Grace Bumbry,qui fut la première chanteuse noire à Bayreuth en 1961, enseigne aujourd'hui son art à de jeunes chanteurs. Grace Bumbry (c) DR

La soprano entendue il y a deux ans dans Treemonisha de Scott Joplin fête ses 75 ans au Châtelet avec des chansons de Michel Legrand, Céline Dion et Charles Aznavour.

Dans son rire large fusent les harmoniques par milliers. À 75 ans, Grace Bumbry reste chanteuse jusqu'au bout des ongles. Lorsque sa voix parlée passe du grave profond aux aigus éthérés, on se souvient quelle soprano dramatique elle fut jusqu'à ses adieux à la scène. C'était à l'Opéra de Lyon, il y a déjà quinze ans de cela, dans Elektrade Strauss. «La France, explique-t-elle, a toujours été au centre de ma carrière. C'est là que j'ai fait mes débuts en 1960 à l'Opéra de Paris, dans Aïda. Là que je me suis retirée des scènes lyriques.» Quel meilleur endroit que le Châtelet pour célébrer ses 75 ans? Seule la salle parisienne avait réussi à la faire sortir de sa retraite pour endosser le rôle de la mère dans Treemonisha, l'opéra de Scott Joplin, en avril 2010. «J'ai été touchée par leur insistance. Et Treemonisha est le premier opéra noir écrit par un compositeur noir. Qui plus est, c'est une œuvre qui parle du bien-fondé de l'éducation.»

«Connais-toi toi-même»

L'éducation est au cœur de ses préoccupations depuis les années 1990. Celle qui reçut les conseils de Lotte Lehmann s'efforce aujourd'hui de transmettre son enseignement aux jeunes chanteurs. La première leçon qu'elle leur donne? «Connais-toi toi-même. Dans le chant, 90% de la voix repose sur l'aspect psychologique. Si l'on n'a pas confiance en soi, ou si l'on n'est pas tout de suite à même de reconnaître ses limites, on file droit dans le mur.»
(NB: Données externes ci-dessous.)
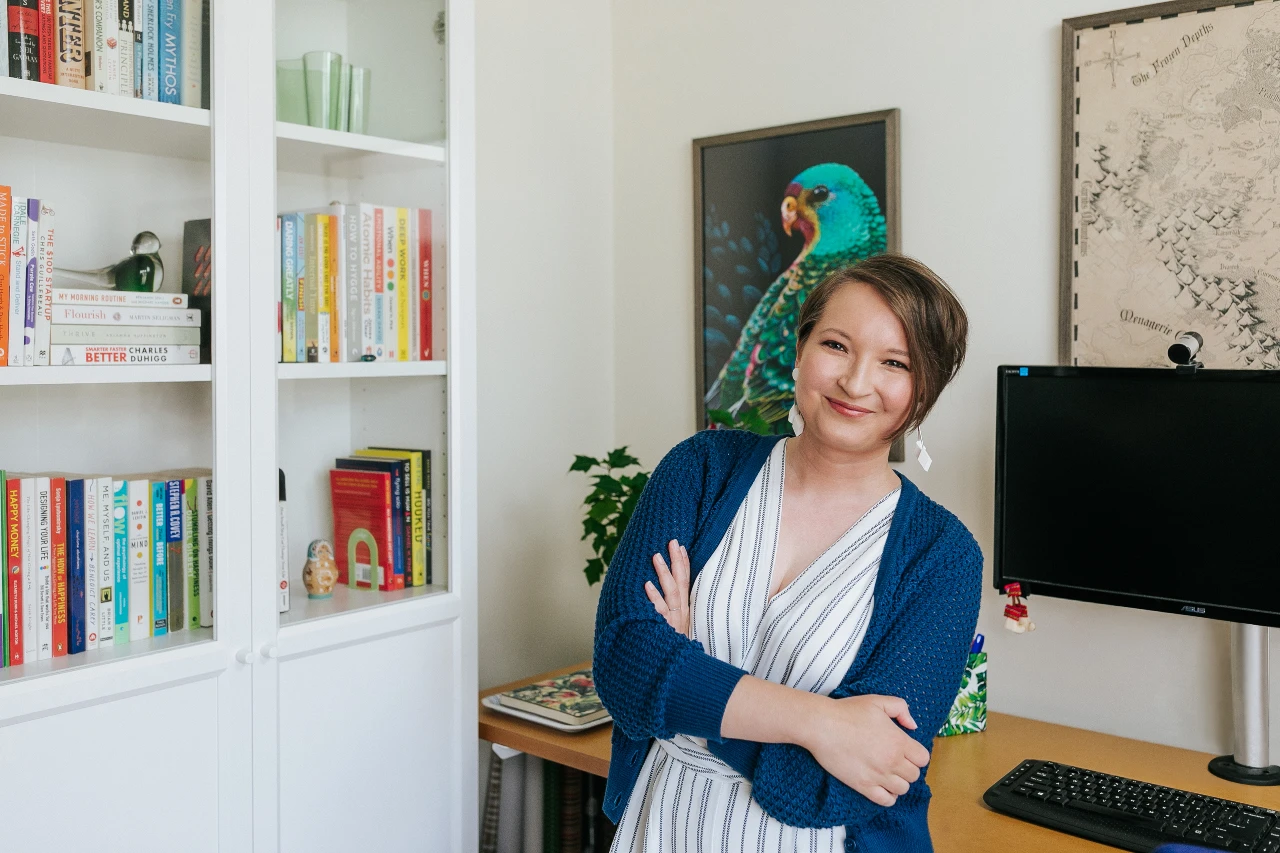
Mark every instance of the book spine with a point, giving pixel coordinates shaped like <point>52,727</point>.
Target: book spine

Première chanteuse afro-américaine à se produire à l'Opéra de Paris en 1960, première à être admise dans le cercle - ô combien restreint - de Bayreuth en 1961 et par la même occasion première «Vénus noire» dans Tannhäuser de Richard Wagner, Grace reste femme de défis. «L'assistance était fébrile, se souvient-elle. J'étais une jeune soprano noire américaine de 24 ans, tout le monde m'attendait au tournant. Une part de moi préférait ne pas y songer. Pendant toute la représentation, je n'ai pensé qu'à une chose: Grace, si un metteur en scène aussi puissant que Wieland Wagner et un chef comme Wolfgang Sawallisch t'ont fait confiance, c'est que tu en es capable!»
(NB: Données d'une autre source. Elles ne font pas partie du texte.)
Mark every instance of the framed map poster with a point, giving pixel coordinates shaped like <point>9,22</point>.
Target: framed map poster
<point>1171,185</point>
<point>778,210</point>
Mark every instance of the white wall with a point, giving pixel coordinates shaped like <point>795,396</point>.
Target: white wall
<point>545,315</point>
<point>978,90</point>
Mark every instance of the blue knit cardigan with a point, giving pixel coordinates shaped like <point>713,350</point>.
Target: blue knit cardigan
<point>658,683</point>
Elle a été décorée par la Maison-Blanche pour l'ensemble de sa carrière un an tout juste après l'intronisation de Barack Obama. «Mais la question de la discrimination reste très présente à l'Opéra, considère-t-elle. Le problème s'est juste déplacé: combien de chanteurs asiatiques voyez-vous sur scène?» La faute, selon elle, au diktat des metteurs en scène. «La mise en scène est importante. Mais, au fond, l'opéra, c'est d'abord de la musique.»

Un don de Dieu

Elle se souvient de son enfance avec émotion. «J'ai grandi dans une petite ville du Missouri. Nous étions trois enfants d'une famille modeste mais heureuse. Nous n'avons jamais manqué de rien: j'ai appris très tôt à me réjouir de ce que nous avions. Ce fut une leçon pour toute ma carrière.» Comme pour ce jour où un phoniatre lui conseilla de se faire opérer pour un problème de nodule sur une corde vocale, pour pouvoir chanter Carmen six mois plus tard à Rome. «Je l'ai regardé et lui ai dit: mes cordes vocales sont un don de Dieu. Pas question d'y pratiquer la moindre incision.» Elle arrêta de chanter Carmen et ne reprit le rôle que quinze ans plus tard! «Aujourd'hui, les chanteurs se font opérer pour un oui ou pour un non. Cela résout rarement le problème. Si vous avez un problème sur une corde vocale, c'est que vous ne chantez pas correctement. Mieux vaut prendre un an ou plus et revoir toute la technique.»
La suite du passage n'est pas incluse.